St. John’s devotes an entire week to education about poverty in March. We collect money for our sister school in Kenya and encourage providing service to those in need. However, for the Brothers of the Christian Schools, aid to the poor is a way of life.
First founded by St. John Baptist de La Salle, the Brothers of the Christian Schools began by educating underprivileged children in France. Since then, Lasallian schools have popped up around the world, trying to continue La Salle’s vision.
For the Brothers at St. John’s, service to the poor is not limited to one week. Brother Mark organizes the Lasallian Youth program at SJC. This group of students goes to the San Miguel School weekly to tutor. During Poverty Education Week, they work in soup kitchens, food pantries, senior centers, and child daycare.
Brother Mark said, “It is very important for the students of St. John’s to understand what poverty is and where it exists.
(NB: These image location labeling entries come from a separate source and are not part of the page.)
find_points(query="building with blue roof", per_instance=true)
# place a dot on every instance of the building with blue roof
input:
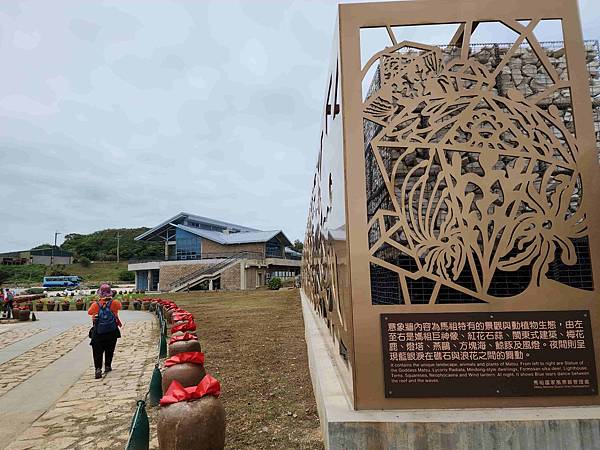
(204, 253)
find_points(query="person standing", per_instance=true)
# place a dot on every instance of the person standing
(8, 303)
(105, 329)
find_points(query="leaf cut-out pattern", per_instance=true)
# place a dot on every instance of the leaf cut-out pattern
(480, 182)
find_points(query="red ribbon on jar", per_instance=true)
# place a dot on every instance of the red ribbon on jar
(189, 357)
(177, 393)
(182, 337)
(182, 316)
(190, 325)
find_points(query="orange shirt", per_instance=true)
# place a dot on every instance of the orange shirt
(115, 306)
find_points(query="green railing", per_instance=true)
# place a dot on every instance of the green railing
(139, 430)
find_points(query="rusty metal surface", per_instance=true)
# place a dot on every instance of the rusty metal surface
(462, 192)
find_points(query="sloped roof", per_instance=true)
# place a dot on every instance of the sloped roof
(183, 215)
(244, 237)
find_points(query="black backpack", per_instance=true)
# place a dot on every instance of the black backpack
(106, 322)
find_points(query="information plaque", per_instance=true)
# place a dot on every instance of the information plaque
(527, 353)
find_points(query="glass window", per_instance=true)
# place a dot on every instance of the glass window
(188, 245)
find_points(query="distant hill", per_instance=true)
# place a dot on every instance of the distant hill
(102, 245)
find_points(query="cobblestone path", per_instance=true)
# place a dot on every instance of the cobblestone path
(11, 336)
(96, 414)
(19, 369)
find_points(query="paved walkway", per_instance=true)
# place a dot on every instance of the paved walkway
(48, 396)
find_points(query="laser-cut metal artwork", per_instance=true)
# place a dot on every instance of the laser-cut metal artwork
(448, 181)
(479, 183)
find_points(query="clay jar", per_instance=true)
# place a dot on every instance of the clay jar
(188, 374)
(181, 333)
(197, 424)
(193, 345)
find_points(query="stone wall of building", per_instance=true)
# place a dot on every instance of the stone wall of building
(210, 248)
(231, 278)
(170, 273)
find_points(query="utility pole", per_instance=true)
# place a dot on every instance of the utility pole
(118, 238)
(56, 233)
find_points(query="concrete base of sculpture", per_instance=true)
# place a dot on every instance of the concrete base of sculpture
(564, 428)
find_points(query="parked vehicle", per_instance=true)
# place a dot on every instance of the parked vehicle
(62, 281)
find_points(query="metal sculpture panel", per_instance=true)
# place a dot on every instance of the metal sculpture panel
(324, 262)
(482, 186)
(455, 182)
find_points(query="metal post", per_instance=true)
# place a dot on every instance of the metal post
(56, 233)
(118, 238)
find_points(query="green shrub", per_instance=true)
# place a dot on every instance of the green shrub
(126, 275)
(85, 262)
(275, 283)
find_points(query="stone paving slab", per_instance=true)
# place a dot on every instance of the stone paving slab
(53, 324)
(21, 368)
(13, 335)
(96, 414)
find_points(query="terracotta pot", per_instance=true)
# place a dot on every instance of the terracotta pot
(181, 333)
(187, 374)
(192, 345)
(198, 425)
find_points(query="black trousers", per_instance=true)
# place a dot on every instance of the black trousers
(104, 348)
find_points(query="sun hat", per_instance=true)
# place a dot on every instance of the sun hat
(105, 291)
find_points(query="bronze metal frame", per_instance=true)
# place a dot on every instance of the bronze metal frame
(336, 273)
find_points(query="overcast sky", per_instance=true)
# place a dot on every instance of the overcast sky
(124, 113)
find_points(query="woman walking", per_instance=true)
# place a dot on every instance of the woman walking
(105, 329)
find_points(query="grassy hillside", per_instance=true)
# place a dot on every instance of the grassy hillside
(102, 245)
(32, 275)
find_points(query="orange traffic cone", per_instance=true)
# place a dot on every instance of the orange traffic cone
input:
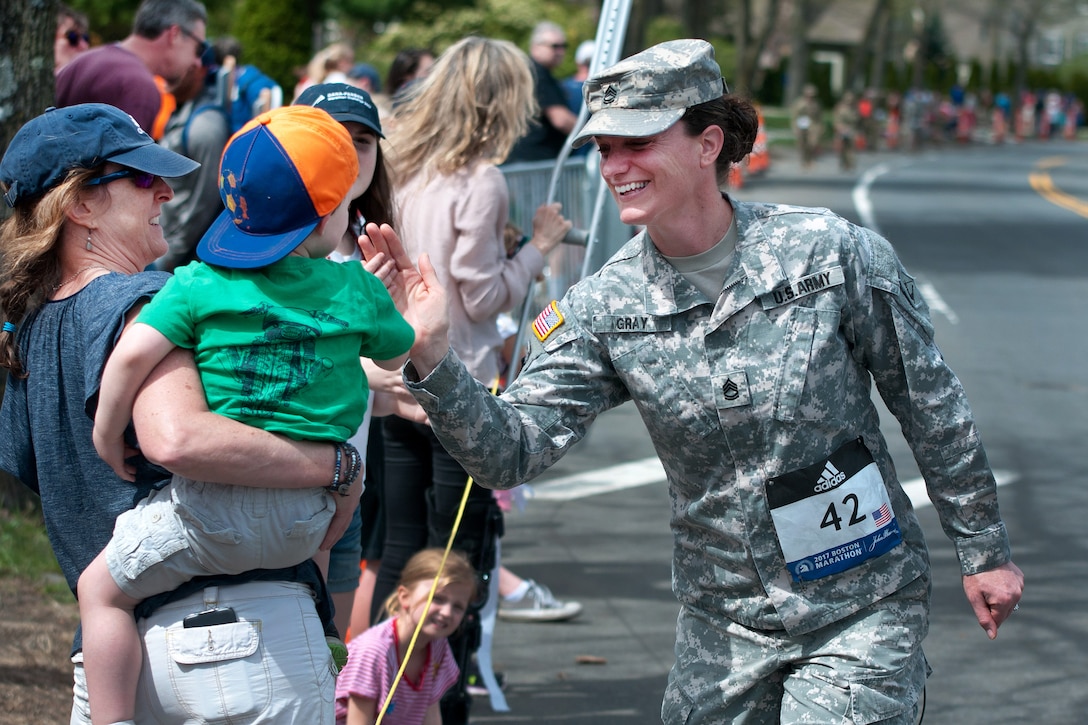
(999, 125)
(1070, 127)
(891, 132)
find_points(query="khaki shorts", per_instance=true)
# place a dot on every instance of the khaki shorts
(271, 667)
(194, 528)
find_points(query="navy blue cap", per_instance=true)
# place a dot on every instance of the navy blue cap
(344, 102)
(83, 136)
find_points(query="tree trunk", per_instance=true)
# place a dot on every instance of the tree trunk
(27, 28)
(755, 23)
(798, 73)
(868, 48)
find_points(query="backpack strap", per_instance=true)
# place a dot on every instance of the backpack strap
(197, 111)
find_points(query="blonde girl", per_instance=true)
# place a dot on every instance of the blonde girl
(376, 655)
(445, 142)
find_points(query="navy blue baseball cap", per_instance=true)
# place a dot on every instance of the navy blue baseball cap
(83, 136)
(344, 102)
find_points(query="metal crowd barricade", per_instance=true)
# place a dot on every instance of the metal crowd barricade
(577, 188)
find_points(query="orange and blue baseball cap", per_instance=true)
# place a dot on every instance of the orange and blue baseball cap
(280, 174)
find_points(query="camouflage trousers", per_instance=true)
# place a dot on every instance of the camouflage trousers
(867, 667)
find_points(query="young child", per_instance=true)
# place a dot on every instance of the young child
(277, 332)
(374, 656)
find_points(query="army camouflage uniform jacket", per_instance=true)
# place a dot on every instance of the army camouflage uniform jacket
(770, 378)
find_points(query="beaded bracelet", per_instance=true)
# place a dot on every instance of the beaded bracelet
(337, 486)
(355, 463)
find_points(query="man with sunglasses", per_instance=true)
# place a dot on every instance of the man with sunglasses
(547, 46)
(72, 36)
(167, 40)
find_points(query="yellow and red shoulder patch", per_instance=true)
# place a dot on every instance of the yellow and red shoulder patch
(547, 321)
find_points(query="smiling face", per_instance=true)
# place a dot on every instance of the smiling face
(366, 149)
(126, 217)
(447, 609)
(652, 179)
(182, 51)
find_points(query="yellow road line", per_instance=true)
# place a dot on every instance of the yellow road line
(1045, 186)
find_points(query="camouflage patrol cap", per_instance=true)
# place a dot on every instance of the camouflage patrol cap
(647, 93)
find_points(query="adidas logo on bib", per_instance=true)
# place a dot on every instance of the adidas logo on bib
(830, 478)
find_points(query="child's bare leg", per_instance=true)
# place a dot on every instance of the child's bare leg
(321, 558)
(111, 644)
(363, 597)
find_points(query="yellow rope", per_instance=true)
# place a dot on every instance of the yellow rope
(430, 596)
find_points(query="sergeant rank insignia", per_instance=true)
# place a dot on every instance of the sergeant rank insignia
(547, 321)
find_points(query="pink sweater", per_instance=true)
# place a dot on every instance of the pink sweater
(458, 220)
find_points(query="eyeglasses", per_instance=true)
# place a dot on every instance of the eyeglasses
(74, 38)
(141, 179)
(202, 46)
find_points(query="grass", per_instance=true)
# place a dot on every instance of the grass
(25, 554)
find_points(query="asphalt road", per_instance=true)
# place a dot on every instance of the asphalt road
(999, 238)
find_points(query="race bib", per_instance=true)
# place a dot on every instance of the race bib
(832, 515)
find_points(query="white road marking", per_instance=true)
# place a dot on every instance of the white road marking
(864, 206)
(650, 470)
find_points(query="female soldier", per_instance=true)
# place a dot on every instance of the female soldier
(748, 335)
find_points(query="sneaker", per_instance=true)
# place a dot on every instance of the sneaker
(338, 651)
(474, 684)
(539, 604)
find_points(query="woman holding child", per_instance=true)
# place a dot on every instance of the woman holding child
(87, 186)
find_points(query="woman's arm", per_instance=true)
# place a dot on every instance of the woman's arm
(178, 432)
(140, 348)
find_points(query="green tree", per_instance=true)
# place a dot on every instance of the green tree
(26, 89)
(276, 36)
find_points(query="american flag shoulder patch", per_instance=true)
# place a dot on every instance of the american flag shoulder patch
(547, 321)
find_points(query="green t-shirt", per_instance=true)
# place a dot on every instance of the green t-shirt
(279, 347)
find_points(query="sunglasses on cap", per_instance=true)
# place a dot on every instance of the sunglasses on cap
(74, 38)
(202, 46)
(141, 179)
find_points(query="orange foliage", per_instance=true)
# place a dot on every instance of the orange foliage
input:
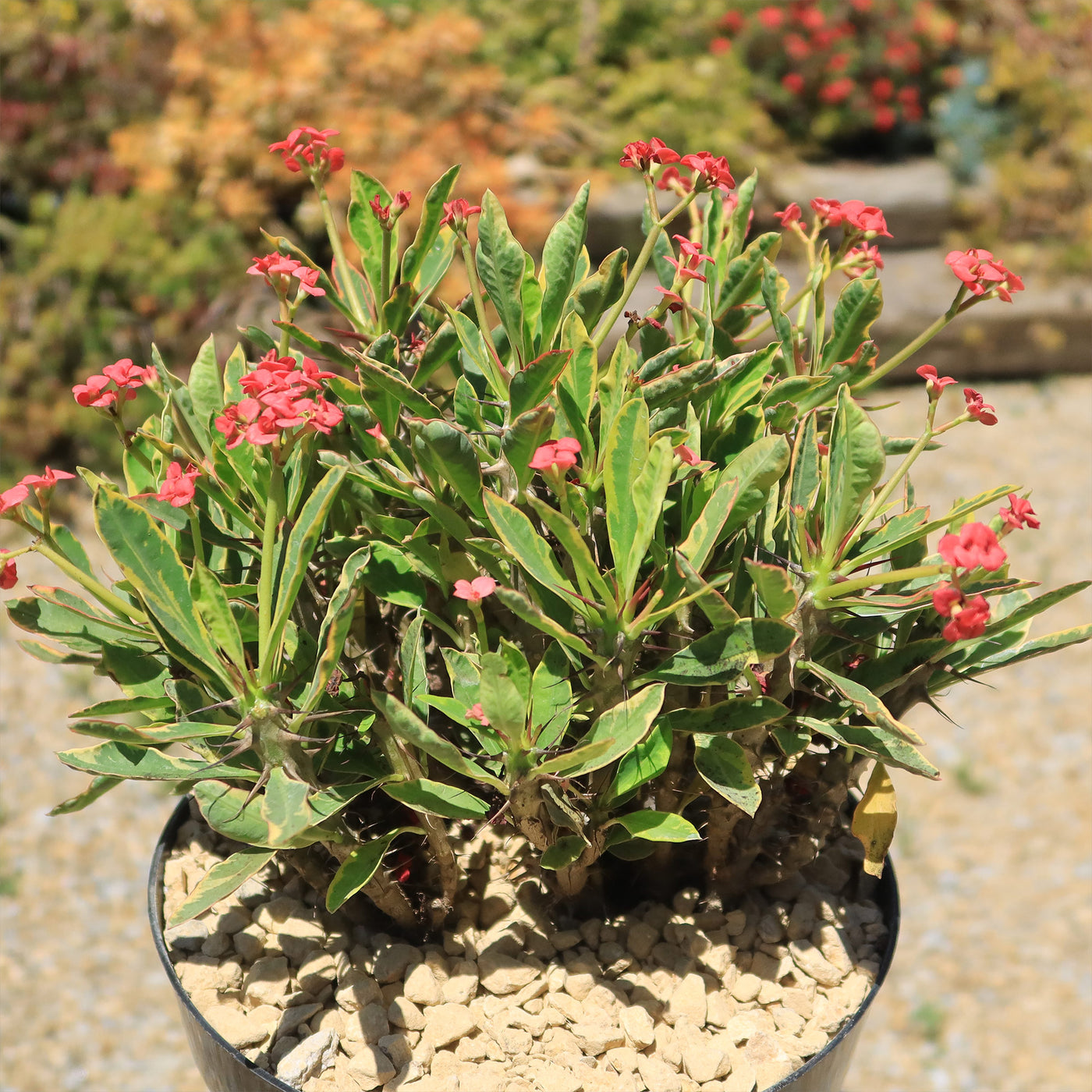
(406, 94)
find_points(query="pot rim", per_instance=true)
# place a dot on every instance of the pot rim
(886, 895)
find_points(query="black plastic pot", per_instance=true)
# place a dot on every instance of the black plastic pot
(225, 1069)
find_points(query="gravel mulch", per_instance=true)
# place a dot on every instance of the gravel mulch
(991, 986)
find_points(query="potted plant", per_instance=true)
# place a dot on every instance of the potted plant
(518, 687)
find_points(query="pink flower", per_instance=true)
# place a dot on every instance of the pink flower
(709, 171)
(641, 154)
(559, 453)
(860, 260)
(178, 488)
(474, 590)
(973, 548)
(1020, 513)
(477, 713)
(456, 213)
(977, 409)
(789, 215)
(980, 273)
(305, 144)
(934, 384)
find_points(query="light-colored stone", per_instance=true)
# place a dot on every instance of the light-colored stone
(448, 1023)
(310, 1057)
(422, 987)
(638, 1026)
(688, 1001)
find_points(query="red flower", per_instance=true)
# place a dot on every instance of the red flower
(456, 213)
(860, 260)
(474, 590)
(178, 488)
(973, 548)
(837, 90)
(789, 215)
(710, 171)
(977, 409)
(641, 154)
(771, 18)
(866, 218)
(1020, 513)
(305, 144)
(559, 453)
(980, 273)
(934, 384)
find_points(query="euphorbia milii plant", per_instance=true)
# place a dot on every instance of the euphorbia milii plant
(642, 586)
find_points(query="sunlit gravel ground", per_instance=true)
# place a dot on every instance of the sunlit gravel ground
(991, 985)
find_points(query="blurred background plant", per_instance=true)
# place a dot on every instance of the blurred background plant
(136, 178)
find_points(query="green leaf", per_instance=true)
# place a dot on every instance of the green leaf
(736, 714)
(560, 258)
(215, 613)
(625, 725)
(357, 870)
(876, 743)
(335, 627)
(284, 807)
(363, 226)
(302, 543)
(722, 655)
(863, 700)
(152, 565)
(527, 548)
(857, 308)
(437, 799)
(98, 786)
(644, 764)
(502, 262)
(658, 827)
(532, 384)
(205, 385)
(564, 852)
(625, 456)
(221, 881)
(406, 724)
(127, 760)
(775, 587)
(428, 229)
(724, 766)
(856, 466)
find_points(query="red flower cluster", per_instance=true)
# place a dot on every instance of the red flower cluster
(977, 409)
(306, 144)
(559, 453)
(969, 617)
(13, 497)
(866, 218)
(980, 272)
(126, 377)
(280, 396)
(278, 269)
(973, 548)
(690, 269)
(1020, 513)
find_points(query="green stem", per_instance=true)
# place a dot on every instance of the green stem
(344, 278)
(644, 258)
(859, 583)
(105, 597)
(500, 378)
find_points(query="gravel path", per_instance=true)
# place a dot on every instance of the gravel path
(991, 987)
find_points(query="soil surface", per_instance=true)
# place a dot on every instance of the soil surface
(991, 986)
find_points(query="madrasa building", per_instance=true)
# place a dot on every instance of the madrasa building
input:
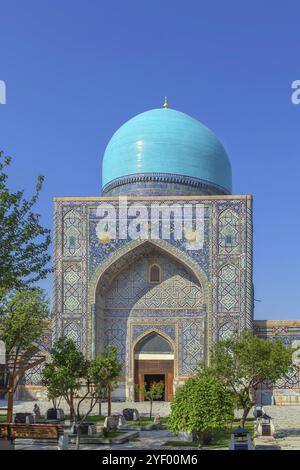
(161, 264)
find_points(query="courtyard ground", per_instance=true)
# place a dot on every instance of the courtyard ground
(286, 421)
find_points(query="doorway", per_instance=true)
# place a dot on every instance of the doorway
(150, 379)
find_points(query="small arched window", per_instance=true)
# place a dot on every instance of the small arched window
(154, 277)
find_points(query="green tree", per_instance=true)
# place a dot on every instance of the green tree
(110, 371)
(155, 392)
(23, 241)
(242, 364)
(23, 317)
(64, 374)
(201, 405)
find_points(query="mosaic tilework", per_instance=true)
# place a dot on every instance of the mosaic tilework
(228, 289)
(72, 331)
(228, 232)
(138, 330)
(72, 234)
(228, 330)
(191, 346)
(132, 288)
(289, 333)
(197, 294)
(72, 289)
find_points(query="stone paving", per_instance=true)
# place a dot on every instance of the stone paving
(286, 421)
(161, 408)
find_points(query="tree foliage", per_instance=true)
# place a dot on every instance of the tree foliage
(23, 240)
(63, 375)
(201, 405)
(23, 318)
(243, 363)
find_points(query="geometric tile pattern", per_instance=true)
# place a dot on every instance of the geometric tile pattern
(192, 338)
(226, 331)
(132, 288)
(199, 313)
(72, 289)
(72, 331)
(72, 234)
(228, 232)
(228, 289)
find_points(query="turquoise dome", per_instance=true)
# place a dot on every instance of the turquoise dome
(168, 142)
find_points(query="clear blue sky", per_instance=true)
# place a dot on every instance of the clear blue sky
(76, 70)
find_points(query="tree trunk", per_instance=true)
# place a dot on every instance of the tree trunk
(10, 399)
(109, 400)
(77, 438)
(200, 438)
(244, 416)
(72, 412)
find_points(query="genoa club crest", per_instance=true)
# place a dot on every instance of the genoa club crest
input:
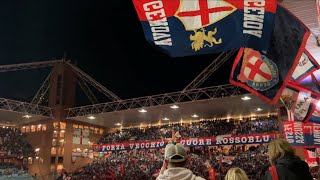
(258, 71)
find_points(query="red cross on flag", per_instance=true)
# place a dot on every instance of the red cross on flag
(256, 69)
(196, 14)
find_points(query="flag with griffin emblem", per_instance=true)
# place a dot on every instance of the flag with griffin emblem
(192, 27)
(266, 73)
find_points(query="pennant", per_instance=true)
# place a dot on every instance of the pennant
(306, 66)
(185, 28)
(301, 102)
(265, 74)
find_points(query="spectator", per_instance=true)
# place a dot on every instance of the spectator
(284, 164)
(173, 165)
(236, 174)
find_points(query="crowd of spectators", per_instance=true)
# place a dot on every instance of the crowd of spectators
(198, 129)
(14, 143)
(145, 165)
(11, 170)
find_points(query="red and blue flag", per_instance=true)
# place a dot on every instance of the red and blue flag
(306, 66)
(192, 27)
(266, 73)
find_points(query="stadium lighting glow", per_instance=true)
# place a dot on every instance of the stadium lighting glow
(194, 115)
(91, 117)
(27, 116)
(246, 98)
(259, 109)
(174, 107)
(142, 110)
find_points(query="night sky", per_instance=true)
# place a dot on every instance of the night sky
(91, 34)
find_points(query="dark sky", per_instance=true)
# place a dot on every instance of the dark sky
(105, 38)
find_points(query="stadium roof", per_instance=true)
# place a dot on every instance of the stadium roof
(205, 109)
(209, 108)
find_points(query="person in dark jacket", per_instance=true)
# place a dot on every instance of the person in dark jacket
(285, 164)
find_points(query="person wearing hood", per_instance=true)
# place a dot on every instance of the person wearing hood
(173, 164)
(285, 165)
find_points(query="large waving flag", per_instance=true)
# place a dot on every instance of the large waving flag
(306, 66)
(266, 73)
(191, 27)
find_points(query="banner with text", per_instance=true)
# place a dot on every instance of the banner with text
(300, 134)
(189, 142)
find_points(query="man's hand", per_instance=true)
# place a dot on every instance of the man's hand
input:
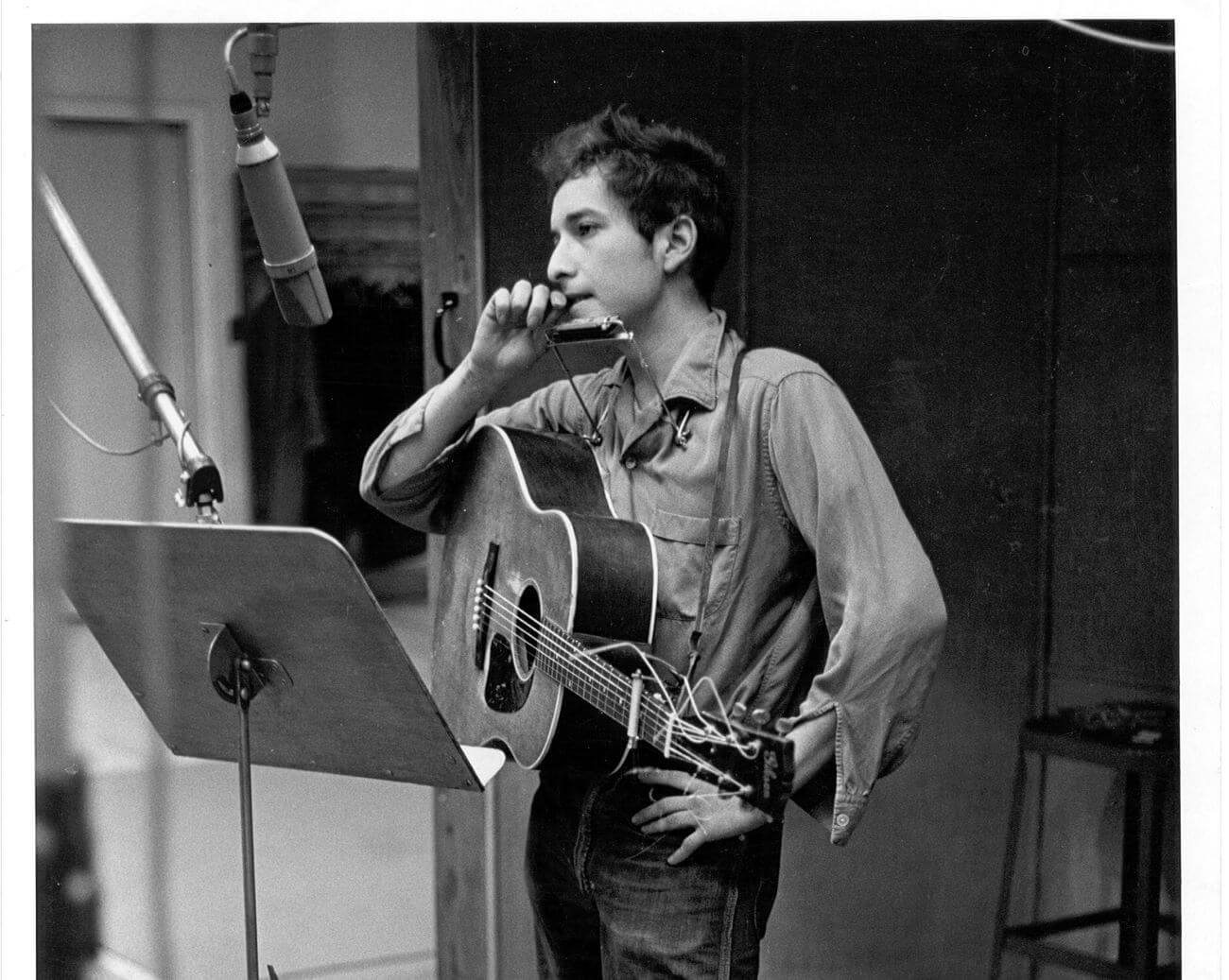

Knowing this, students are able to see how they can not just ease the burden of those afflicted by poverty, but work to end the causes that lead people to live in poverty.”
Brother Paul has also dedicated a significant amount of time to service for the poor. As he discussed at the kickoff assembly on Monday, he spent seven years working at a San Miguel school in San Francisco before becoming a brother. He emphasized in his speech the importance of connecting with people and not thinking about them as a statistic. He also organized a Catholic after-school program in the South Bronx for three years.
He said, “After years of thinking about becoming a Brother, I finally realized that I wouldn’t know if this was the life God was calling me to until I entered out of my comfort zone and took a leap of faith.”